The current Social Ethic, it is obvious, is merely a justification after the fact of the less desirable consequences of over-organization. It represents a pathetic attempt to make a virtue of necessity, to extract a positive value from an unpleasant datum. It is a very unrealistic, and therefore very dangerous, system of morality. The social whole, whose value is assumed to be greater than that of its component parts, is not an organism in the sense that a hive or a termitary may be thought of as an organism. It is merely an organization, a piece of social machinery. There can be no value except in relation to life and awareness. An organization is neither conscious nor alive. Its value is instrumental and derivative. It is not good in itself; it is good only to the extent that it promotes the good of the individuals who are the parts of the collective whole. To give organizations precedence over persons is to subordinate ends to means. What happens when ends are subordinated to means was clearly demonstrated by Hitler and Stalin. Under their hideous rule personal ends were subordinated to organizational means by a mixture of violence and propaganda, systematic terror and the systematic manipulation of minds.
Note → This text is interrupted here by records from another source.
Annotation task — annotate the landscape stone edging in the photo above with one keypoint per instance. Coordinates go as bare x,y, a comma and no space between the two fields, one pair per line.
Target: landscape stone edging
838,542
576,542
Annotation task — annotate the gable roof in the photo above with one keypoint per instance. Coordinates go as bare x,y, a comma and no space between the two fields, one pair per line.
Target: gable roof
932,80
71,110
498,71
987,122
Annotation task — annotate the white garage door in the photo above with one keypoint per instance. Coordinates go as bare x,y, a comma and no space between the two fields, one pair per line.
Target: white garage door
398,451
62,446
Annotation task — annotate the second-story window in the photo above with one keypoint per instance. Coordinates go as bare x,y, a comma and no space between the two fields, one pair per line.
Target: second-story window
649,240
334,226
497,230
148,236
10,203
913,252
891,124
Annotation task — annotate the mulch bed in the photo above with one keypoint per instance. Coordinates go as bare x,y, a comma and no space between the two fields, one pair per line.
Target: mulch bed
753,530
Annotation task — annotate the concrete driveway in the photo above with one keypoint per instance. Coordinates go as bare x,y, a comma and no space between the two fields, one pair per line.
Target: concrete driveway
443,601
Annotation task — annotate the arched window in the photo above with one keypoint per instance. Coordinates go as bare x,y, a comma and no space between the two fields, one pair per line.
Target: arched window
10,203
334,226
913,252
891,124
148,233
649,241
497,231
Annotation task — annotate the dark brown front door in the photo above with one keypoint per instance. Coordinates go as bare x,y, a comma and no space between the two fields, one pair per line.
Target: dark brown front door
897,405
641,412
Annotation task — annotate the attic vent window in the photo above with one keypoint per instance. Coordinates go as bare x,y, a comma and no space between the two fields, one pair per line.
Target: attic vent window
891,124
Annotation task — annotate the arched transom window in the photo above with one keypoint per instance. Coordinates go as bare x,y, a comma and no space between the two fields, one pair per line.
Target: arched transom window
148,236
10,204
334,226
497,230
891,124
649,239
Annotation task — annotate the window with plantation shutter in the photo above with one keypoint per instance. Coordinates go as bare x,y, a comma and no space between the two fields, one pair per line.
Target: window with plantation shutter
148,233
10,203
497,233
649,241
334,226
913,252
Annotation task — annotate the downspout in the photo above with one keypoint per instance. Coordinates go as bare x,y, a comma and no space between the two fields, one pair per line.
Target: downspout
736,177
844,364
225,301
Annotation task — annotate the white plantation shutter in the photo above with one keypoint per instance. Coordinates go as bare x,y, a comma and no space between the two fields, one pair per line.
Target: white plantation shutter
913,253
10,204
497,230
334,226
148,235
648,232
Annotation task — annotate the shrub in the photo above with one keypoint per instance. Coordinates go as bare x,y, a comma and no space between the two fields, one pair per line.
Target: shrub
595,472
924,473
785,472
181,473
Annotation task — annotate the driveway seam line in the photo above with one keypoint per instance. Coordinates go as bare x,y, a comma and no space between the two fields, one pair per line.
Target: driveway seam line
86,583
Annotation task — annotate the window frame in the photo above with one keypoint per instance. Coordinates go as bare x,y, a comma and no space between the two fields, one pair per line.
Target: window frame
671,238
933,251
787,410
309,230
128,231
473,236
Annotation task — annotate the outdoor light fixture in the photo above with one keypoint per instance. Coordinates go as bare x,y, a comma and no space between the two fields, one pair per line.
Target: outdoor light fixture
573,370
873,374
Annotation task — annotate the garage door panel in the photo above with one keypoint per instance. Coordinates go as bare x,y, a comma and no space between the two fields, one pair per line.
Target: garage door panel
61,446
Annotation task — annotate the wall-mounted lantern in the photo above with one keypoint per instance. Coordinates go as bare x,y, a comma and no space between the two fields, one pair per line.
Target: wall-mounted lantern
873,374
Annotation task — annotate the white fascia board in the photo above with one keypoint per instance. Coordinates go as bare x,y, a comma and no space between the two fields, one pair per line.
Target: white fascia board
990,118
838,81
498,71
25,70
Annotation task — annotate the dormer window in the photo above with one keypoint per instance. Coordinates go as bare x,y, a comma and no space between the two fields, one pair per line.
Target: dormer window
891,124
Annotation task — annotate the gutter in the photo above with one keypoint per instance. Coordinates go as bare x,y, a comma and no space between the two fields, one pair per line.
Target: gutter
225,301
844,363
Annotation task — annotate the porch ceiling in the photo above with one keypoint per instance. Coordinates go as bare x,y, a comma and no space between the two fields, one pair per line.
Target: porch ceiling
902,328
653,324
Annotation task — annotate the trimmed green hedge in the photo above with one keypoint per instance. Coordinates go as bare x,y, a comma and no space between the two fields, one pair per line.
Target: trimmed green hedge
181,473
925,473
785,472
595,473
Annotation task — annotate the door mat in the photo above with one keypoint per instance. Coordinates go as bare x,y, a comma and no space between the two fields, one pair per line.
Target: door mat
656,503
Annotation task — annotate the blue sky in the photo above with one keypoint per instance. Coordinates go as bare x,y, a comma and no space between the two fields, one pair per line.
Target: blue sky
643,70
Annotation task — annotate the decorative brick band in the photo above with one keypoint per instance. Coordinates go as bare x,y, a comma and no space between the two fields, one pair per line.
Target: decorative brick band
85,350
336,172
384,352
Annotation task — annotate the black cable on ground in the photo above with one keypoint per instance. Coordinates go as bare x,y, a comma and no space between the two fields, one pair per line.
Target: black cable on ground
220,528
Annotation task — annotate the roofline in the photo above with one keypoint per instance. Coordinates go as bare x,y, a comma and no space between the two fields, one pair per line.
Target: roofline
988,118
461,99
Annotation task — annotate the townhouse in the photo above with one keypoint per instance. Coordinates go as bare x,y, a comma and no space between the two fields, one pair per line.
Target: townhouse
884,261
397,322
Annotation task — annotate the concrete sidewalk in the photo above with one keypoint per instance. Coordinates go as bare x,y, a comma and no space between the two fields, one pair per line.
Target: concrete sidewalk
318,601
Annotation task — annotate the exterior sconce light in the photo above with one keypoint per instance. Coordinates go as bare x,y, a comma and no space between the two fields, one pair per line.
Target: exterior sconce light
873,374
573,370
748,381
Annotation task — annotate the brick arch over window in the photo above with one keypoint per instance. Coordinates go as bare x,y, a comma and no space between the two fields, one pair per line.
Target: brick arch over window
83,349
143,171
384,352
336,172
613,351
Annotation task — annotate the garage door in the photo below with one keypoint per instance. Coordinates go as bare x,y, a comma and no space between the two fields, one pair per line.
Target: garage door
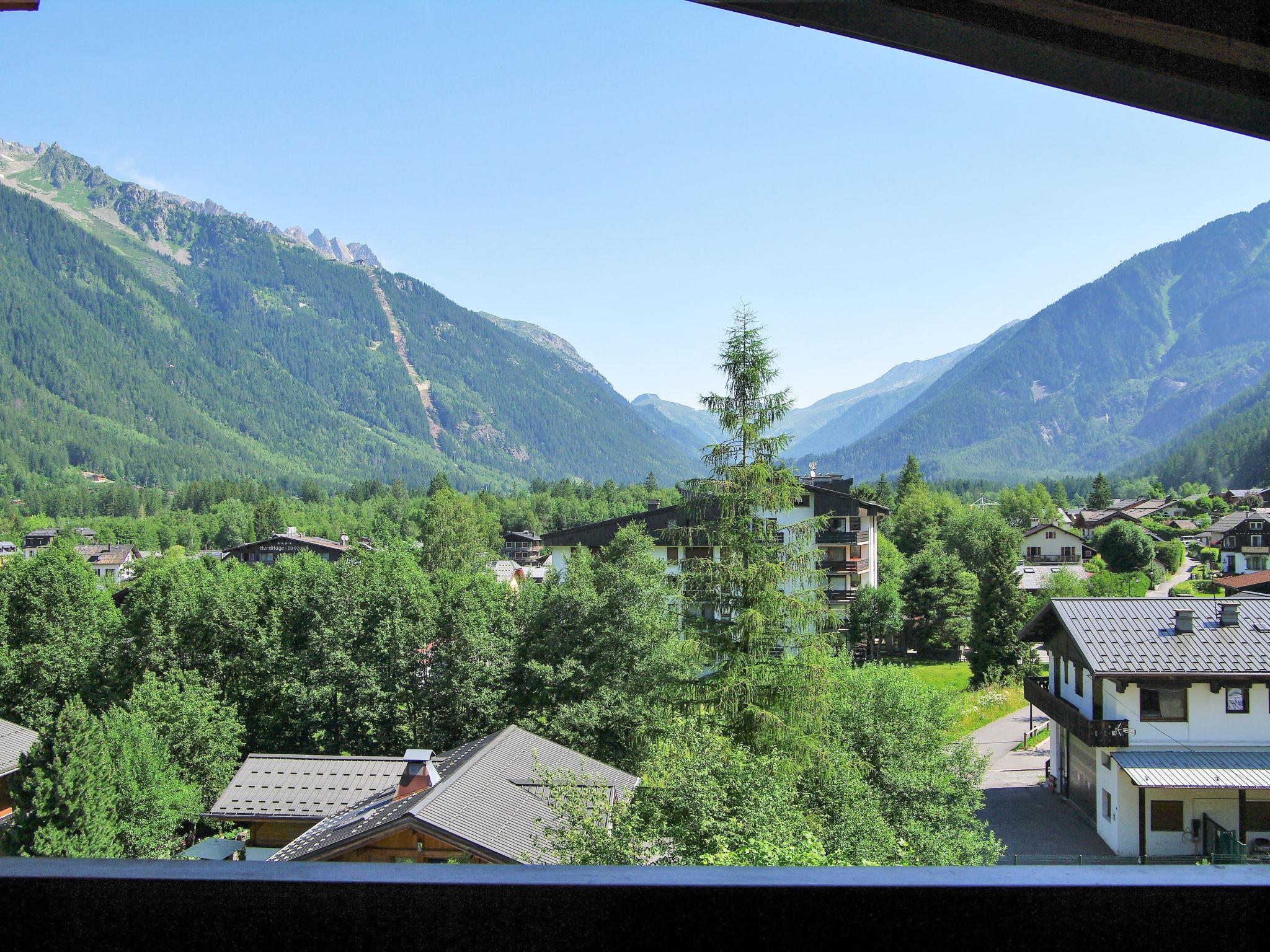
1081,776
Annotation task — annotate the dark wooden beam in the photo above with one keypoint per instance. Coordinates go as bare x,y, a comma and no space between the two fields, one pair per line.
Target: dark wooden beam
1208,63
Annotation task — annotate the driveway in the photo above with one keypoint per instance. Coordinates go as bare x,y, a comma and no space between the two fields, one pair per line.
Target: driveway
1032,823
1161,591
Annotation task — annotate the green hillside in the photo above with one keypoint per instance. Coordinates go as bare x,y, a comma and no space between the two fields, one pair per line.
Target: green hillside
1230,447
158,340
1104,375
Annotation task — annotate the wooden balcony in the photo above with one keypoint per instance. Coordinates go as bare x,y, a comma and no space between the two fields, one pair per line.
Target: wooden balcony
841,537
1095,734
840,596
843,566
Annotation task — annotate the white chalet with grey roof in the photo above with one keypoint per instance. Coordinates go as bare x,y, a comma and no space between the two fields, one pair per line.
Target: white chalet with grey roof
1160,720
481,801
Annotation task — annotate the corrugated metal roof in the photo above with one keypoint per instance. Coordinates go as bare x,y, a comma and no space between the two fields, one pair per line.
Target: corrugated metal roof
288,787
16,741
483,799
1225,770
1135,635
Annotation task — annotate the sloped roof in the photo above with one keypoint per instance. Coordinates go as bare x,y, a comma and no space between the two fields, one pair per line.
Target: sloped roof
1222,770
484,801
1135,635
1244,582
16,741
1053,526
295,787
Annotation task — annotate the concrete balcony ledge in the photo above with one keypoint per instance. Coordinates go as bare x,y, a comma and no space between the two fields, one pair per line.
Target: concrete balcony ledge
133,904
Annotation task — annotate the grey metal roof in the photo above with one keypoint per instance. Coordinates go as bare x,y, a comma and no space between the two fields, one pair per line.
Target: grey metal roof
483,801
1135,635
1226,770
16,741
293,787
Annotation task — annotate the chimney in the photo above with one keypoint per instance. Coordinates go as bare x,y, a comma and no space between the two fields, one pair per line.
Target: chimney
1230,614
419,774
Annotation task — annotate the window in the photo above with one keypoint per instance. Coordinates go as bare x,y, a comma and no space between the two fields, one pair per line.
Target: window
1162,703
1237,699
1166,816
1256,815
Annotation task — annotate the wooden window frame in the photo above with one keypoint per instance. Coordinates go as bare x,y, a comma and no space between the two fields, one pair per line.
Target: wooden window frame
1248,696
1158,827
1185,716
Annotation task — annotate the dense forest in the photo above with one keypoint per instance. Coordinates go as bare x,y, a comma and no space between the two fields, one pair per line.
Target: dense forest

In the more efficient dictatorships of tomorrow there will probably be much less violence than under Hitler and Stalin. The future dictator’s subjects will be painlessly regimented by a corps of highly trained social engineers. “The challenge of social engineering in our time,” writes an enthusiastic advocate of this new science, “is like the challenge of technical engineering fifty
years ago. If the first half of the twentieth century was the era of the technical engineers, the second half may well be the era of the social engineers”—and the twenty-first century, I suppose, will be the era of World Controllers, the scientific caste system and Brave New World. To the question
quis custodiet custodes?
—Who will mount guard over our guardians, who will engineer the engineers?—the answer is a bland denial that they need any supervision. There seems to be a touching belief among certain Ph.D.’s in sociology that Ph.D.’s in sociology will never be corrupted by power. Like Sir Galahad’s, their strength is as the strength of ten because their heart is pure—and their heart is pure because they are scientists and have taken six thousand hours of social studies.